Después de esa especie de misa inspirada en la obra de Bach, la segunda parte es una suerte de cantata escénica basada en la última escena de la segunda parte del Fausto de Goethe, quien plasma el concepto del eterno femenino (Ewig-Weibliche), que retoma Mahler, con toda su pureza, fuerza, tanto moral como espiritual y consecuente poder de redención. «El eterno femenino nos llevará hasta el cielo».
En esta ocasión los solistas entraron y salieron para cantar sus intervenciones delante de la orquesta. Cierta sonoridad y cálidos acentos por parte del barítono José Antonio López concurrieron para compensar un timbre y línea canora carentes de la nobleza exigida como Pater Ecstaticus. Defendió bien, suficientemente recio, pero no rotundo, el bajo David Steffens su difícil parte como Pater Profundus. Impecablemente musicales las sopranos Sarah Wegener y Susanne Bernhardt -bellísima la introducción orquestal con las arpas y la cuerda en pianissimo a la intervención de esta última como una penitente, que no es otra que Margarita-. Aún más destacada, la jovencísima soprano española Serena Sáenz como Mater Gloriosa. Pudo faltarle algo de cuerpo a su centro, pero su delicado canto y esas notas etéreas y luminosas engalanaron su breve pero importante cometido, que abordó desde la zona del órgano para crear ese efecto «desde las alturas» y, además, vestida de blanco, que simboliza la pureza de la Virgen María. Discreta la mezzo Alice Coote frente a una bien guarnecida, equilibrada vocalmente y de cuidado canto Wiebke Lehmkuhl como la Samaritana. EL neozelandés Simon O’Neill, que ha ejercido como heldentenor wagneriano, se mostró muy esforzado en sus dos intervenciones. En la segunda, al menos, se hizo oír, pero sus inclementes agudos se resolvieron con sonidos muy forzados, duros y abiertos.
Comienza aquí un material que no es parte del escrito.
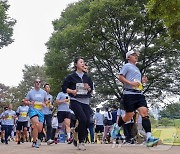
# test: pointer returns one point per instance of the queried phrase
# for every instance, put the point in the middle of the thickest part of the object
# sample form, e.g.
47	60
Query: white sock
148	134
69	135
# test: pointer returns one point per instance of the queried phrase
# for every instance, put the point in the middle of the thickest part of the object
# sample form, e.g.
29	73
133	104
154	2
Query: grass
168	135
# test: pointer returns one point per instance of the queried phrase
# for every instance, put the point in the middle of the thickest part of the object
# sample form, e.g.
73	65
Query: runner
48	115
36	99
133	97
2	125
107	125
63	115
22	122
98	124
79	86
9	122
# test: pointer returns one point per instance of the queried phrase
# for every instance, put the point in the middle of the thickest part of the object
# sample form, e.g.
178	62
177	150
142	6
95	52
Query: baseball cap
130	53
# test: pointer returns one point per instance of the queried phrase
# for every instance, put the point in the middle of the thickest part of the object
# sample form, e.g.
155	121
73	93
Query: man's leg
150	140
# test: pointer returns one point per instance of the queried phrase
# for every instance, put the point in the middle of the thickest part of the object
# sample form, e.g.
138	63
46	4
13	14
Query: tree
169	12
171	111
103	31
6	25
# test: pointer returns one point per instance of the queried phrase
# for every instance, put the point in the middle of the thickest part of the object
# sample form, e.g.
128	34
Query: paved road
13	148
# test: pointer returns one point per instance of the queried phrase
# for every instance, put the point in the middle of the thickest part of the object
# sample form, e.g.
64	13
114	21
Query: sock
146	124
148	134
120	122
69	135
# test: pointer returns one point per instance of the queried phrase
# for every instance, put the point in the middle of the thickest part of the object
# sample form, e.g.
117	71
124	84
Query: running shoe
81	146
55	141
35	145
151	141
115	131
2	140
50	142
39	142
69	141
74	134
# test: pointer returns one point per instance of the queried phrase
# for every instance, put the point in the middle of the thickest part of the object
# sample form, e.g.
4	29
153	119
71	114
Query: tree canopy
169	12
6	25
102	31
171	111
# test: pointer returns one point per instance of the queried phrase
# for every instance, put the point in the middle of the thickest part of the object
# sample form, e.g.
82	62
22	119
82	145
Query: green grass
168	135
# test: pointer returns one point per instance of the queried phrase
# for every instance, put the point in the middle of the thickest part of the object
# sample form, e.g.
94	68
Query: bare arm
125	81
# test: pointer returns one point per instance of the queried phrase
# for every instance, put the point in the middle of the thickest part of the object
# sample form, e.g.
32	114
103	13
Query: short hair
97	109
76	60
46	85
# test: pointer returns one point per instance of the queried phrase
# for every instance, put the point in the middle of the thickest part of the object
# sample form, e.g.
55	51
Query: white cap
129	53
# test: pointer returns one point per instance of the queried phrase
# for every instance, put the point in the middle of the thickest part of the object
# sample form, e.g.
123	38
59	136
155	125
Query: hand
144	79
86	86
135	84
74	92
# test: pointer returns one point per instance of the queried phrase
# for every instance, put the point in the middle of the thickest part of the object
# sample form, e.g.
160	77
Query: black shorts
99	129
61	115
133	101
2	128
21	125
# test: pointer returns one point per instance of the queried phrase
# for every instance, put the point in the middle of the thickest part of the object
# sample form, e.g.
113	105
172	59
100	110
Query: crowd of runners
70	118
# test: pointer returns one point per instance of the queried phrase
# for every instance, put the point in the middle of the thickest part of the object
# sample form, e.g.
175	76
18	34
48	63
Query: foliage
6	25
30	73
102	31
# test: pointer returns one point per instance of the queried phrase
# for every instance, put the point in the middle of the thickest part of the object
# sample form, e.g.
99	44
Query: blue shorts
34	112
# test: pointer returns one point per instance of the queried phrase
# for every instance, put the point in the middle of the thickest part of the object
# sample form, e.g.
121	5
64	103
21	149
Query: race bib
38	105
9	117
140	87
80	89
23	114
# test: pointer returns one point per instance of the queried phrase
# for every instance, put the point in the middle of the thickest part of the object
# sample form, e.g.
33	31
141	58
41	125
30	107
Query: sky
31	32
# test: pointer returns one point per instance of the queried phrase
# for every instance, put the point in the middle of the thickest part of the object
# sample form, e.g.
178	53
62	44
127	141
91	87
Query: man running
36	99
22	122
48	115
134	99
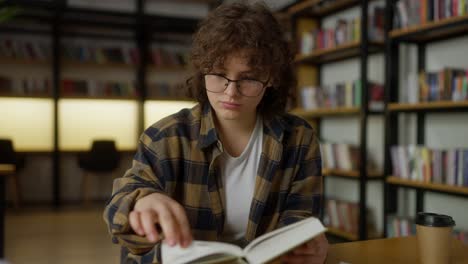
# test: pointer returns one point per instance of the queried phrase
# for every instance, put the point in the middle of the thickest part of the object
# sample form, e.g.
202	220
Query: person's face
229	102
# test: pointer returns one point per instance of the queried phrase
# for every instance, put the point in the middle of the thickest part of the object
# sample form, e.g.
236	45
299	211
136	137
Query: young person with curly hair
236	165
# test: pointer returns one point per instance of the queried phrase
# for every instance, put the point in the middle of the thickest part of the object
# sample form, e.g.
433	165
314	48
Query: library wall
346	129
445	131
79	125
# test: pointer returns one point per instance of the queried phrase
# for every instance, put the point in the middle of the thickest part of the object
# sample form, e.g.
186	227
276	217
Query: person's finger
169	225
148	220
305	250
301	259
135	223
181	218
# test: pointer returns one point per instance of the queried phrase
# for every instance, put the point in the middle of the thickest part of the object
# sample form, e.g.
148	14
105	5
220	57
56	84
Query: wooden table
391	250
5	169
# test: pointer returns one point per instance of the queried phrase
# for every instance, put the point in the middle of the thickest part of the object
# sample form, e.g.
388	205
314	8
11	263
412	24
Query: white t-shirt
238	175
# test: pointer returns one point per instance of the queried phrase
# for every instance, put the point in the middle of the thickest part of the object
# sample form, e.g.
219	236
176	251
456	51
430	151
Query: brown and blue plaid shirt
178	156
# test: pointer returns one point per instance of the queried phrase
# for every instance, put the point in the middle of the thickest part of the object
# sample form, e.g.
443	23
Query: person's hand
160	209
314	251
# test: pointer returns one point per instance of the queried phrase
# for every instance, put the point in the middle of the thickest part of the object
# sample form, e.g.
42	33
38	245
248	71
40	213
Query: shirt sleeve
139	181
305	196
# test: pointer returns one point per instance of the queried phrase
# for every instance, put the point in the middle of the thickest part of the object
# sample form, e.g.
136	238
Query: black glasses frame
264	84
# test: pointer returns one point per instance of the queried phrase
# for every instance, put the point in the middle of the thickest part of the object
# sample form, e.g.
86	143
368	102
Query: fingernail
171	242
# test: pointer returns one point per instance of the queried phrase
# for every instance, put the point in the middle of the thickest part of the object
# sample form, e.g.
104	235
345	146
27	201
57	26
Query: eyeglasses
217	83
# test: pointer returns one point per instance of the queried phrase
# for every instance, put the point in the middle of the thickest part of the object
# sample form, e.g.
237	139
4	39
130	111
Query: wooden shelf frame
320	8
23	61
432	30
341	233
323	112
107	65
352	174
101	97
168	98
438	187
31	96
338	53
429	106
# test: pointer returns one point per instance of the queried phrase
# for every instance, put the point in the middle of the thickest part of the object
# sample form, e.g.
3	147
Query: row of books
347	94
398	226
420	163
25	86
162	57
418	12
342	156
448	84
101	55
21	49
345	31
165	89
342	215
70	87
40	50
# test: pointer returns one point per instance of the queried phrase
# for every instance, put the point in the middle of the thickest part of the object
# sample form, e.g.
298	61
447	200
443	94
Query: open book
264	248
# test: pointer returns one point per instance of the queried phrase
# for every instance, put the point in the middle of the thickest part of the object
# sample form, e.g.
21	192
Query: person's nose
231	89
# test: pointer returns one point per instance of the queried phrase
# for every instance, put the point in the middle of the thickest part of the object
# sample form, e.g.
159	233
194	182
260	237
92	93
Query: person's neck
235	134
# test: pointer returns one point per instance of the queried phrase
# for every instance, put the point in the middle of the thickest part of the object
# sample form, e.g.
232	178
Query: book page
276	243
197	250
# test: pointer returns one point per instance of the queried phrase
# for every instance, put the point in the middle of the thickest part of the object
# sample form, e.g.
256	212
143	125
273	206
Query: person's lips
230	105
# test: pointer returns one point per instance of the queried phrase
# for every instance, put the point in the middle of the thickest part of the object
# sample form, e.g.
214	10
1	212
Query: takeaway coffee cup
434	235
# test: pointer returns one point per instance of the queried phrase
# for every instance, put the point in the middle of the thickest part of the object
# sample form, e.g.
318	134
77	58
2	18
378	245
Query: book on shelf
94	88
26	86
420	163
261	250
100	54
342	215
24	49
343	157
345	31
166	89
346	94
448	84
166	57
418	12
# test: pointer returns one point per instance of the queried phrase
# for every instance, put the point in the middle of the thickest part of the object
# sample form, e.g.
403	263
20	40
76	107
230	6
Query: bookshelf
433	30
421	35
341	52
307	16
428	106
373	175
436	187
57	21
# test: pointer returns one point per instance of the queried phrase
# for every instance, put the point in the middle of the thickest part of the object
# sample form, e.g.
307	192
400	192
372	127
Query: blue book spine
465	168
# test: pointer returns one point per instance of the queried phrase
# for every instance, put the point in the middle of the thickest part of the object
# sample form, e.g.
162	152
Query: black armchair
8	155
102	158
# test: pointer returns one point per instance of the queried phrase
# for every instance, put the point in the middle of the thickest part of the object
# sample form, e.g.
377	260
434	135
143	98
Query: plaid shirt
178	156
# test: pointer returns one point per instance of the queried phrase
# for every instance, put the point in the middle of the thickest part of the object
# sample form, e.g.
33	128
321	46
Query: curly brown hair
235	27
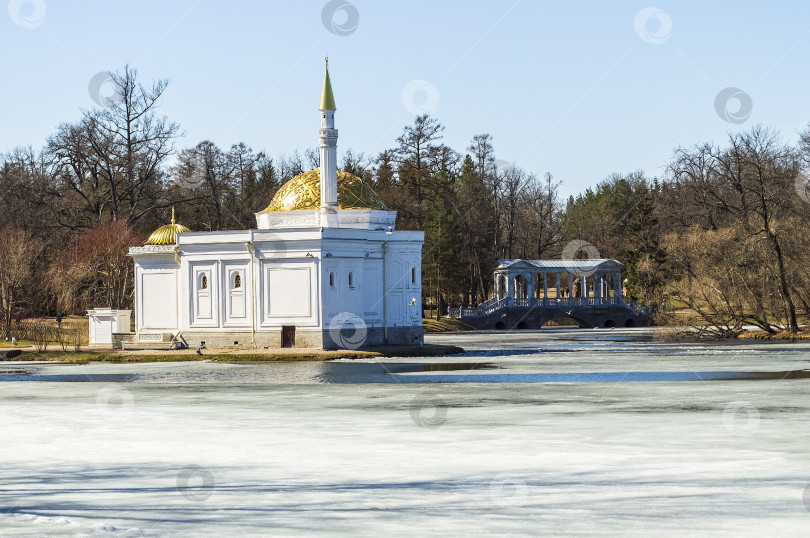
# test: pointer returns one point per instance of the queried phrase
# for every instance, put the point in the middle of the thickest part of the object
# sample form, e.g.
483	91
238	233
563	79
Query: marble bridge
530	293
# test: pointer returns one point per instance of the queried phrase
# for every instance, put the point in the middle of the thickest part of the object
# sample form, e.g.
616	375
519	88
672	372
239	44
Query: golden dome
167	235
304	192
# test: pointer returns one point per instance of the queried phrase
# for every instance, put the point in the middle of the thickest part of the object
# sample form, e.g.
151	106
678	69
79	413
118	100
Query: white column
327	136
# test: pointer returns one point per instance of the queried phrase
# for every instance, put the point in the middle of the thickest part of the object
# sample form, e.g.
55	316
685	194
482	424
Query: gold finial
327	98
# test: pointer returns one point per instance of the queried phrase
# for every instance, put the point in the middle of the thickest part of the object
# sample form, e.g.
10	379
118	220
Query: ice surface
349	447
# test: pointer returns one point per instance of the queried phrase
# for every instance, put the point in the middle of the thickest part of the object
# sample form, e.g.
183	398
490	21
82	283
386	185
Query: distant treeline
724	234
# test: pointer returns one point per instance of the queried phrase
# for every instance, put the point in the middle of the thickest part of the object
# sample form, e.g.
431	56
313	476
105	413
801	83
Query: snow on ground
348	448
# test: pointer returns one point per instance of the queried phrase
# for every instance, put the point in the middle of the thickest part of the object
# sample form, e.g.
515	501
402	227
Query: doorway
288	336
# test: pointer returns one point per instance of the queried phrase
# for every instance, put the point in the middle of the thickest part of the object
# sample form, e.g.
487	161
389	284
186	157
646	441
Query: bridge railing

La dirección de Afkham mejoró en la segunda parte, más reposada, y ofreció momentos de bello lirismo, con una orquesta Nacional a notable nivel, incluidas destacadas intervenciones de su concertino, Miguel Colom y de Daniel Oyarzábal al órgano, a lo que se sumó el buen nivel de todas las secciones. Batuta, orquesta y masa coral sellaron el final con la adecuada grandiosidad, que culminó una interpretación solvente, aplaudidísima por el público, pero a la que faltó hondura y sentido trascendente para poder salir emocionados y con un nudo en el estómago, como corresponde ante obra tan singular y especial.